# Multi-Modal Model Evaluation Guide

This document describes how to evaluate multi-modal models' capabilities using VLMEvalKit and LMDeploy.

## Environment Setup

```shell
pip install lmdeploy

git clone https://github.com/open-compass/VLMEvalKit.git
cd VLMEvalKit && pip install -e .
```

It is recommended to install LMDeploy and VLMEvalKit in separate Python virtual environments to avoid potential dependency conflicts.

## Evaluations

1. **Deploy Large Multi-Modality Models (LMMs)**

```shell
lmdeploy serve api_server <model_path> --server-port 23333 <--other-options>
```

2. **Config the Evaluation Settings**

Modify `VLMEvalKit/vlmeval/config.py`, add following LMDeploy API configurations in the `api_models` dictionary.

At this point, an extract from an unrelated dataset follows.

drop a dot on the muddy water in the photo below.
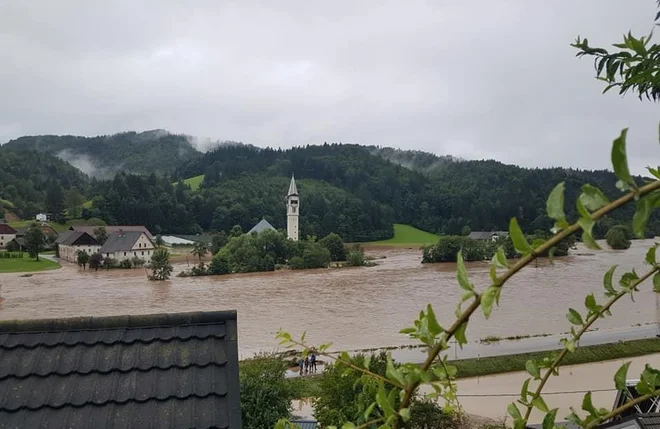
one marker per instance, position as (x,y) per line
(355,307)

The `<task_name>` is a custom name for your evaluation task (e.g., `lmdeploy_qwen3vl-4b`). The `model` parameter should match the `<model_path>` used in the `lmdeploy serve` command.

```python
// filepath: VLMEvalKit/vlmeval/config.py
// ...existing code...
api_models = {
    # lmdeploy api
    ...,
    "<task_name>": partial(
        LMDeployAPI,
        api_base="http://0.0.0.0:23333/v1/chat/completions",
        model="<model_path>",
        retry=4,
        timeout=1200,
        temperature=0.7, # modify if needed
        max_new_tokens=16384, # modify if needed
    ),
    ...
}
// ...existing code...
```

3. **Start Evaluations**

```shell
cd VLMEvalKit
python run.py --data OCRBench --model <task_name> --api-nproc 16 --reuse --verbose --api 123
```

The `<task_name>` should match the one used in the above config file.

Parameter explanations:

- `--data`: Specify the dataset for evaluation (e.g., `OCRBench`).
- `--model`: Specify the model name, which must match the `<task_name>` in your `config.py`.
- `--api-nproc`: Specify the number of parallel API calls.
- `--reuse`: Reuse previous inference results to avoid re-running completed evaluations.
- `--verbose`: Enable verbose logging.